V Domingo de Pascua

15 de agosto 

2 de mayo de 2021

(Ciclo B - Año impar)






  • Él les contó cómo había visto al Señor en el camino (Hch 9, 26-31)
  • El Señor es mi alabanza en la gran asamblea (Sal 21)
  • Este es su mandamiento: que creamos y que nos amemos (1 Jn 3, 18-24)
  • El que permanece en mí y yo en él, ese da fruto abundante (Jn 15, 1-8)
  • Homilía: pulsar aquí para leer la homilía en formato pdf

            “No se comienza a ser cristiano por una decisión ética o una gran idea, sino por el encuentro con un acontecimiento, con una Persona, que da un nuevo horizonte a la vida y, con ello, una orientación decisiva”.

            Estas palabras del Papa Benedicto XVI traducen la enseñanza del Evangelio de hoy. Pues uno no es cristiano por ser una buena persona, por colaborar con muchas ONG, por ser solidario con los pobres dedicando tiempo y dinero a causas justas…; uno es cristiano si ha sido injertado en esa vid que es Cristo y si, como consecuencia de ello, la misma savia que circula por la vid, empieza a circular por él. Uno es cristiano si está animado, habitado, movido, por la misma vida que anima, habita y mueve a Cristo. Y si no, no lo es, aunque sea una bellísima persona.

            Pues el Hijo de Dios, hermanos, no se ha hecho hombre para que nosotros seamos “buenas personas”, es decir, personas moralmente correctas, sino para mucho más: para que tengamos vida y vida en abundancia (Jn 10,8); y “vida” aquí significa “vida eterna”, significa la vida misma de Dios, la única vida que ha vencido a la muerte. Por eso los Padres de la Iglesia nos enseñan que el Hijo de Dios se ha hecho hombre, para que los hombres seamos divinizados, seamos hechos dioses, no por naturaleza, evidentemente, sino por participación en la vida misma de Dios. “Dios se ha hecho hombre para que el hombre llegue a ser Dios” afirma San Atanasio. De este modo el hombre por gracia va siendo lo que Cristo es por naturaleza, explica San Juan Damasceno.
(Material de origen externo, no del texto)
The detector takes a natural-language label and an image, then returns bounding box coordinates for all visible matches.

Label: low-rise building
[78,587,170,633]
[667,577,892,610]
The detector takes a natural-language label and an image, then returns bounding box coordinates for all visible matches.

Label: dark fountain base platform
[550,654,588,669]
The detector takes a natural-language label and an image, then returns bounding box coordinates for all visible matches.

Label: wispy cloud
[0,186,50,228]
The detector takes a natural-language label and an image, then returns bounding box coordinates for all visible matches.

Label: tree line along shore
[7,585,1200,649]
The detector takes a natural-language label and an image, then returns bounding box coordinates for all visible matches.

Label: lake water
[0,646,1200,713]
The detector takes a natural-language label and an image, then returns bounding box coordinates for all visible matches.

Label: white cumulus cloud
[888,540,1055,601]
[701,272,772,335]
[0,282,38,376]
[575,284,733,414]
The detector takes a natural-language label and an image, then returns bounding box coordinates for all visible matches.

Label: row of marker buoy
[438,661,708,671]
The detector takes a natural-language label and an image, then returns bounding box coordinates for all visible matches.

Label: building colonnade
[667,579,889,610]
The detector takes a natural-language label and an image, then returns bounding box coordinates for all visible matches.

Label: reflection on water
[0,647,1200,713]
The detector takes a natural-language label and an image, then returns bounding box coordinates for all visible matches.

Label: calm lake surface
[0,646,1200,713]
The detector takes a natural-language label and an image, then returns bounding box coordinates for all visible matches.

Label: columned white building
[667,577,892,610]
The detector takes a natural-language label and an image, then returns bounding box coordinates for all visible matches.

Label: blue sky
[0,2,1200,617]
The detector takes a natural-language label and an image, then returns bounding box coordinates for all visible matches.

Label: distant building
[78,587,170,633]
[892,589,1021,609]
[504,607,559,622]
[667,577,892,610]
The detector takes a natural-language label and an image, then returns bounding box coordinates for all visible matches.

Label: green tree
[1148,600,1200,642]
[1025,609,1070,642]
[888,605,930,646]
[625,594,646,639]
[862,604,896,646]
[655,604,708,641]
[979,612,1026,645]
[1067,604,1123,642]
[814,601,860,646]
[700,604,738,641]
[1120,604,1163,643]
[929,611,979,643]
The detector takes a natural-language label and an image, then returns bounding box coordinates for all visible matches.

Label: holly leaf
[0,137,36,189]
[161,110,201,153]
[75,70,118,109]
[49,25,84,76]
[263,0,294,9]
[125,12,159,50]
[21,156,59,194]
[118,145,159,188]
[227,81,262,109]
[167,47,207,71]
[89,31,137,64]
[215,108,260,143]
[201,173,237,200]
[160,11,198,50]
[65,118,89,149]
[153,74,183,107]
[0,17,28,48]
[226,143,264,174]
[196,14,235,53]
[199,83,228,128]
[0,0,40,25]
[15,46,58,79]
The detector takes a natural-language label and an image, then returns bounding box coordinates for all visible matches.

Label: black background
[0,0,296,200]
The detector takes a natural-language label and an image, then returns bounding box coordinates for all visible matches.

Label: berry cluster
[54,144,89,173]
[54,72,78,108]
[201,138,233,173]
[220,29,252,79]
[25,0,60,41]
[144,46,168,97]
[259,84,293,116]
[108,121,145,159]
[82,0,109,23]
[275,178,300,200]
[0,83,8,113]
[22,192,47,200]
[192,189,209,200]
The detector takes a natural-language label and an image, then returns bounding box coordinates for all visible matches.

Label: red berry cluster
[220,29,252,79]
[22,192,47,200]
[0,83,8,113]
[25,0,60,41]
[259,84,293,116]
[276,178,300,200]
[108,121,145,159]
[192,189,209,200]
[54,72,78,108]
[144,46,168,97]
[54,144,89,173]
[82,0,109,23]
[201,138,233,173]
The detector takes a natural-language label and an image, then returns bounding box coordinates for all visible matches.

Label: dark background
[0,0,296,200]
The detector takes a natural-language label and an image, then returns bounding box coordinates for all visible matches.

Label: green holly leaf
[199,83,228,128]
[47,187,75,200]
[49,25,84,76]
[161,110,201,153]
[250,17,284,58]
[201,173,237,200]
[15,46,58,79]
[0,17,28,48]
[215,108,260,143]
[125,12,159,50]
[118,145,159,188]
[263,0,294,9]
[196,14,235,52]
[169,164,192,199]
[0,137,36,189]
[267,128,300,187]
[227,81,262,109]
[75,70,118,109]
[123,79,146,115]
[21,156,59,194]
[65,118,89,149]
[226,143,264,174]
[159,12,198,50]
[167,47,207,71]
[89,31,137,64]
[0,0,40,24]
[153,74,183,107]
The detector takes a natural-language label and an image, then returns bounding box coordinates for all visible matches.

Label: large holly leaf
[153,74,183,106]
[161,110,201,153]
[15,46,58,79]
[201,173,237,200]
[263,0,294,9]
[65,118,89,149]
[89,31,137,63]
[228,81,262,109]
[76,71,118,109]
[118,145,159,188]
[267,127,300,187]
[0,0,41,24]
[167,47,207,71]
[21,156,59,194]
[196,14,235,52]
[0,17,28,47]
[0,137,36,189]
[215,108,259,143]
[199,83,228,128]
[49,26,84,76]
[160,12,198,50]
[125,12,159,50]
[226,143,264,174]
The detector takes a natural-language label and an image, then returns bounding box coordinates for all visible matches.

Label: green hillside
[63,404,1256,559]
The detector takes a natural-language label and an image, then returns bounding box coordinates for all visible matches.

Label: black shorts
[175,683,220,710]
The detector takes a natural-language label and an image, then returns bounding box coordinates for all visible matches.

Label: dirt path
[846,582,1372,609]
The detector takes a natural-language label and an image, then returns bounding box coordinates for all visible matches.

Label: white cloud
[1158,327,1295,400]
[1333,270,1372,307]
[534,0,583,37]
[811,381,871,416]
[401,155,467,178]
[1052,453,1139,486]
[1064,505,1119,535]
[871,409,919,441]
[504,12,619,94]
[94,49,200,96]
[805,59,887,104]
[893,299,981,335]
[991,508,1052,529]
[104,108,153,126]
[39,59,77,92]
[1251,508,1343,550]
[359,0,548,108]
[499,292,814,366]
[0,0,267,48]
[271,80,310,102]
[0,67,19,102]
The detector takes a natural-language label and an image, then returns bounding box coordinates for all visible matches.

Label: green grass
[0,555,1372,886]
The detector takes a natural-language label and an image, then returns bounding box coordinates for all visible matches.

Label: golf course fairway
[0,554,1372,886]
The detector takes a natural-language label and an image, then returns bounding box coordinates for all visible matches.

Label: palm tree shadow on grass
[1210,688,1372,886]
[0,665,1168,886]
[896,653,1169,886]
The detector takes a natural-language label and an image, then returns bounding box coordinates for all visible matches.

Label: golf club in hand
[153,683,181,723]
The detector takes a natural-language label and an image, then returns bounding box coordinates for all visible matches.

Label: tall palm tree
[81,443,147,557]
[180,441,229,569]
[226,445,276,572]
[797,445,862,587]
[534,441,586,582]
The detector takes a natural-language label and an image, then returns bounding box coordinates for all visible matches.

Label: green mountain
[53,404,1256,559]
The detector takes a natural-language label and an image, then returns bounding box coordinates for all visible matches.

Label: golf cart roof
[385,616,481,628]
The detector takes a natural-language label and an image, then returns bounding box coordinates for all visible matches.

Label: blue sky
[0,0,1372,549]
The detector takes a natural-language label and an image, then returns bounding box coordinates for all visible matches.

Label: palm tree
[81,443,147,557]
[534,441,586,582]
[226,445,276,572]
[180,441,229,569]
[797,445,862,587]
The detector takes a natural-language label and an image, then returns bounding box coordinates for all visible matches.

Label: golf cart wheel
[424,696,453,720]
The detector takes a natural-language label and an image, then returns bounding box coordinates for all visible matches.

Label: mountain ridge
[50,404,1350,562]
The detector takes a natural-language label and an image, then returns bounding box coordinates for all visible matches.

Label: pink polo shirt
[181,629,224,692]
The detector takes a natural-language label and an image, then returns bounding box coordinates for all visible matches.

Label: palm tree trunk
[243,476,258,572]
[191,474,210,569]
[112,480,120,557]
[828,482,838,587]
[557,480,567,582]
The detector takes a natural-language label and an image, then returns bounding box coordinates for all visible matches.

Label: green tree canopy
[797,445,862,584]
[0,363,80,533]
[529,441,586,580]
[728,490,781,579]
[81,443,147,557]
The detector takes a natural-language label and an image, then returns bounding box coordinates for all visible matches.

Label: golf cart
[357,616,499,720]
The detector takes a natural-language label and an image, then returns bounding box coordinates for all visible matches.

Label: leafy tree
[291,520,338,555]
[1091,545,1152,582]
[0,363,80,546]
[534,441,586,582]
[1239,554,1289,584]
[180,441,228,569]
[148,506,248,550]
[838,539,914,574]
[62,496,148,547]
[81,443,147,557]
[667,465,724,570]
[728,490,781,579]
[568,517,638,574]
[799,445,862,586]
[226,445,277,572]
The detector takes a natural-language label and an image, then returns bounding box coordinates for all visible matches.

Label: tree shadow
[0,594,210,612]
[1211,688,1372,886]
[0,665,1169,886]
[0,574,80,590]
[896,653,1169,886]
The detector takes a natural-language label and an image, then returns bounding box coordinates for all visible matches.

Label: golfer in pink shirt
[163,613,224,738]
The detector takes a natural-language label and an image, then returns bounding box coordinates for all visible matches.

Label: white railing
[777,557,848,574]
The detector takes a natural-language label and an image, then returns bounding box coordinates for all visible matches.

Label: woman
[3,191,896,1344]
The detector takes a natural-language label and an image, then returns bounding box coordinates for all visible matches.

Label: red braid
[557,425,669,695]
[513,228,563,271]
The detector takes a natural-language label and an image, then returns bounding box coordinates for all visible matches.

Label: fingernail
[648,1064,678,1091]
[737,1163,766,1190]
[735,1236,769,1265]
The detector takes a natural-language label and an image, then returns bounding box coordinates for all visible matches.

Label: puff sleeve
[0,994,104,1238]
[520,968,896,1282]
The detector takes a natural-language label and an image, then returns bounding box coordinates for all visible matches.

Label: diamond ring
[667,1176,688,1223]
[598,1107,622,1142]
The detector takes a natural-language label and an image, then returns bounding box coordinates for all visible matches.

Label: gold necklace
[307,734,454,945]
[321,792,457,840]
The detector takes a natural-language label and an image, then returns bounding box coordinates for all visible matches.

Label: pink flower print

            Esto es algo que excede por completo las fuerzas del hombre, sus propias posibilidades: pues nadie puede darse a sí mismo vida eterna, nadie puede pretender alcanzar la divinidad y participar de ella: “Sin mí no podéis hacer nada”. Por eso el cristianismo no es el fruto de la iniciativa del hombre sino de la de Dios: es Dios, en su amor gratuito, quien nos ha regalado, en Cristo, esta posibilidad que el bautismo realiza en nosotros. En el bautismo, en efecto, es donde somos injertados en esa vid que es Cristo y empieza a circular, por nuestro organismo espiritual, la misma vida que anima  a  Cristo  resucitado.  “Por esto -escribe San Agustín, citando a San Juan Crisóstomo- es por lo que también bautizamos a los niños, a pesar de que no han cometido pecados: con el fin de que les sean dadas la santidad, la justicia, la adoración, la herencia, la fraternidad de Cristo; para que sean sus miembros”.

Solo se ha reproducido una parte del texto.